In the case of dynamically connected cursor-based datasets, e.g. a Spatial Table in Oracle, the overlay is deemed to be the whole Spatial Table and so OpenOverlayCursor will create a cursor for the whole Spatial Table which might be undesirable.
When a cursor is opened the current reading position is at the start of the cursor.
A cursor can be opened onto the schema columns by leaving the fields parameter empty.
Available: GEO MM ME MD OD OM SISpy
Group:
VB.net:
sis.OpenOverlayCursor ( "MyCursor", 1, "_area#" & vbTab & "UPRN$" & vbTab & "BDRMS&", FALSE )
Python:
cursor_columns = ["_area#", "UPRN$", "BDRMS&"]

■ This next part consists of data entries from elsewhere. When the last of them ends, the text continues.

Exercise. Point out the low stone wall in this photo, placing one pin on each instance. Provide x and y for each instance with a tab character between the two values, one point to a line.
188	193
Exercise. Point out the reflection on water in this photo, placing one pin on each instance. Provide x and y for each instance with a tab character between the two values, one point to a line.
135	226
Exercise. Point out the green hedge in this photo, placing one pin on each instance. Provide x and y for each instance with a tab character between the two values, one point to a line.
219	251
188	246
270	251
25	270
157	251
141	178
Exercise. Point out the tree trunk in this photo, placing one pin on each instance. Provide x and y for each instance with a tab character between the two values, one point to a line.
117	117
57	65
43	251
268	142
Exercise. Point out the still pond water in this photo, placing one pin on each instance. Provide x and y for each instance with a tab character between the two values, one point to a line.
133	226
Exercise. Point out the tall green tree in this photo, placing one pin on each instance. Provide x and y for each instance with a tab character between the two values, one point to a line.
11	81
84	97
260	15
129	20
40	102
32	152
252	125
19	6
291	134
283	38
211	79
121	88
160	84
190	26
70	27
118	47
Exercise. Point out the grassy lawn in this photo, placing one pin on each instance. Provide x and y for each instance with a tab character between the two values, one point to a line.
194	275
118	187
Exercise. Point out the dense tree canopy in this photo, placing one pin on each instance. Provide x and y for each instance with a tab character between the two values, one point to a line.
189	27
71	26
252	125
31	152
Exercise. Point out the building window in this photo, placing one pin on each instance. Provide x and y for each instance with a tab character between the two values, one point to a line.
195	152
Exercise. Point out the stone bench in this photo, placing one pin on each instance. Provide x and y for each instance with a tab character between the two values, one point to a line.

sis.OpenOverlayCursor ( "MyCursor", 0, "\t".join(cursor_columns), False)
Note: vbTab, used in VB.net, is not valid in Python and is replaced with "\t", this is the same for C#.
This example creates a cursor called MyCursor which will contain three columns - the system property _area# and two user-defined properties. The cursor will be populated from items on overlay number 1 and will contain a row for every item in that overlay. It is possible to navigate forwards and backwards through this cursor to visit or revisit any row.